The expansion draft rules are complex but boil down to this: The Kraken will select one player from each NHL team except the Vegas Golden Knights, who are exempt after entering the League in 2017-18. Teams can protect seven forwards, three defensemen and one goalie or eight skaters and one goalie, and all first- and second-year professionals and unsigned draft choices are exempt.
That means the Kraken won't get top-tier players but won't have to settle for bottom-tier players, either. Aside from players they might acquire via trade or free agency, they will have a group of middle-tier players. Each should be eager for more opportunity, having been considered expendable elsewhere. There should be little to no hierarchy.

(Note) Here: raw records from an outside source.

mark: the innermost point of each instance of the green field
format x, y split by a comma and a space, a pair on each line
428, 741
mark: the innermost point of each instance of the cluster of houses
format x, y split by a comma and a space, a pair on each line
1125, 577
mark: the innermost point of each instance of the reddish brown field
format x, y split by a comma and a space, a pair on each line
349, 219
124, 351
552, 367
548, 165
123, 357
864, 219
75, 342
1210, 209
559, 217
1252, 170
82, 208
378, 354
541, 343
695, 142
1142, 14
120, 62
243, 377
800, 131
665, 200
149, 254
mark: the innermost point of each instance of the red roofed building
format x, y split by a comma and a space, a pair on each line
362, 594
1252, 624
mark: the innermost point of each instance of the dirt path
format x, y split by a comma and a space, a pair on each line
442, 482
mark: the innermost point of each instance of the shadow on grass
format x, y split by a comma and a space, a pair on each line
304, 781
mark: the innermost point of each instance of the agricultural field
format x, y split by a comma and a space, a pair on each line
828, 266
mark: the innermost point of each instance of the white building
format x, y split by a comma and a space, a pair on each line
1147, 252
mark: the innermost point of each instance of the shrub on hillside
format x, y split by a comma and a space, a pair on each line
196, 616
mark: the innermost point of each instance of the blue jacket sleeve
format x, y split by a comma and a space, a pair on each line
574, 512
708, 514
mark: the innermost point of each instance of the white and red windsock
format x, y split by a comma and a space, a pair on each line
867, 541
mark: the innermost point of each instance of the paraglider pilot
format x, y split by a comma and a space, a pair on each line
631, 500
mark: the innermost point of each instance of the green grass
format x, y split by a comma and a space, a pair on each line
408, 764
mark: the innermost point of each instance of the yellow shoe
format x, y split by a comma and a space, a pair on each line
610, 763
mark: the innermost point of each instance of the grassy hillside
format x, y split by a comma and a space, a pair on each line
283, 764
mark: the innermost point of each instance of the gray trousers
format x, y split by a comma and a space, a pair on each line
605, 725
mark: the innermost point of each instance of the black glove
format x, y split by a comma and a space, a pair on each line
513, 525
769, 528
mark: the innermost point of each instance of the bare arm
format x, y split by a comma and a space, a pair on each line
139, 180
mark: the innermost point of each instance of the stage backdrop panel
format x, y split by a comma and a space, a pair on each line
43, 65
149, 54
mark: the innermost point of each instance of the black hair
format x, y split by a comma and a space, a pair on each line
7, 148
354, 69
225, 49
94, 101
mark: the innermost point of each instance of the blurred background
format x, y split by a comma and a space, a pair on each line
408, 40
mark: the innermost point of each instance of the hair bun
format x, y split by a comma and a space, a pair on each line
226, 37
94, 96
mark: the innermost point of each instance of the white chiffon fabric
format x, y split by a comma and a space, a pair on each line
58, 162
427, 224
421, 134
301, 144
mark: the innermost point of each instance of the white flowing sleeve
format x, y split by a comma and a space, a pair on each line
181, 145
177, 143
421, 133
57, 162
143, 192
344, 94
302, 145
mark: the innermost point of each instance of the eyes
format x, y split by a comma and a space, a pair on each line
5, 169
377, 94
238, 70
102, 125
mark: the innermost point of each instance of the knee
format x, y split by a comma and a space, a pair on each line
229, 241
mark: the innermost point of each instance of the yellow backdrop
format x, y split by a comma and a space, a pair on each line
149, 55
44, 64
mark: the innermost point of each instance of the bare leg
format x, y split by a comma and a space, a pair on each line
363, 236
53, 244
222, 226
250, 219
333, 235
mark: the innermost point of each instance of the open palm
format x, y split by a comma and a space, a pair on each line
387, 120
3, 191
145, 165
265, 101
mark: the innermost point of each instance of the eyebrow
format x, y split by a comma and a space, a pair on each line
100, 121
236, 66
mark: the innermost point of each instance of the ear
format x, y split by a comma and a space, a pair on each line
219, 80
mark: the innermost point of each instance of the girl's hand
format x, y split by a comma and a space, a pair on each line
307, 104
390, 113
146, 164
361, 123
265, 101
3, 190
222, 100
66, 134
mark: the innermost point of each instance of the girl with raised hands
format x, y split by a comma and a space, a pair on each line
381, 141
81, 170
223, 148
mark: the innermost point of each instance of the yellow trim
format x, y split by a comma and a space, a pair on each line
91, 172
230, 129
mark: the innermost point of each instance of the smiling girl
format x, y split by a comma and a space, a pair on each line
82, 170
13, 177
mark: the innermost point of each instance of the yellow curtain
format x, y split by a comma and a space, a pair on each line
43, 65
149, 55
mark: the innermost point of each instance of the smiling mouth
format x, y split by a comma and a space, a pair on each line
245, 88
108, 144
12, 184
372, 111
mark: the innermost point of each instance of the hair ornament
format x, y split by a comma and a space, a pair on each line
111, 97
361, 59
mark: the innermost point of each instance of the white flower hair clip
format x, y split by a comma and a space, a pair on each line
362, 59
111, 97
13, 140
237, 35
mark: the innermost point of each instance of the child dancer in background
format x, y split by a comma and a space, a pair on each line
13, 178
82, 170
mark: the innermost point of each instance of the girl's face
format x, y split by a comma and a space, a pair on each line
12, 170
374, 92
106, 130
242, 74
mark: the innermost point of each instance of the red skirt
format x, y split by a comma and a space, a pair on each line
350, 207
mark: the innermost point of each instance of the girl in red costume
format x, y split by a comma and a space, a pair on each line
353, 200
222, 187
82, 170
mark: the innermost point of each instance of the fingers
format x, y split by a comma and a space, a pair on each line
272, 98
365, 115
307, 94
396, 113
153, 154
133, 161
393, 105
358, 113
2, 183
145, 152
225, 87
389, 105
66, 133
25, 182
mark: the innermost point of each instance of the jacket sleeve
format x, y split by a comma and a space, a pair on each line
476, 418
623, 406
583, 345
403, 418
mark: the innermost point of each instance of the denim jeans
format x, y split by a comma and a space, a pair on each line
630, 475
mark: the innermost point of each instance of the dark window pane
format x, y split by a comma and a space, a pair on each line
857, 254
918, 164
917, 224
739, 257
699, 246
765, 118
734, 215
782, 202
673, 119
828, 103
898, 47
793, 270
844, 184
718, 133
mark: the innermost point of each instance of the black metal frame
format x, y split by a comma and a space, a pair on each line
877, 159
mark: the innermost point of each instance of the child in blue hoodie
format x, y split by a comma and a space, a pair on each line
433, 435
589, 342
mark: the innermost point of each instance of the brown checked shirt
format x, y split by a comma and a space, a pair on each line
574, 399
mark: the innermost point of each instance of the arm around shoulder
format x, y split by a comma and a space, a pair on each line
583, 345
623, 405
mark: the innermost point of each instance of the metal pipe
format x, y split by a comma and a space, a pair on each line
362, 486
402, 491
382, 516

"There's going to be a lot of good players," Hakstol said. "You may look at it as guys on their second chance, second opportunity, but for sure it will be a highly motivated group. So I think we're going to have to provide opportunity, not just have them molded into one role or one area. …
"There's a clean slate in terms of the opportunity for that core leadership group to grow and who's going to grow into that. That's going to be a part of what we watch develop."
Hakstol wants to have a competitive, fast team, and he makes it clear that playing fast is about more than footspeed. It means thinking fast, executing fast. That means he'll have to set a foundation as fast as possible while moving slowly enough for everyone to get it.
"You're going to have to be mindful of that in training camp," Hakstol said. "Again, it's not like there's just a few new additions, and we have to find chemistry and assimilate them into a system. We have to grow and become comfortable with the details of the system all together. That's from the ground up. Everybody's starting from the same spot on Day One."
Hakstol said the Kraken can learn from the Golden Knights, who made the Stanley Cup Final in their inaugural season. At the same time, this is Seattle's own journey, and the Kraken have to set their own course.
"I think there's an opportunity for success, and I think it's important for us to achieve success as we're growing as a team," he said. "That's not easy. It's not going to be an easy task. That's not a comparison to anybody that's done it before us. That's just what our standard is going to be.
"We're going to go into training camp, and we're going to prepare ourselves to be at a level where we can compete and have success as we go into Year One."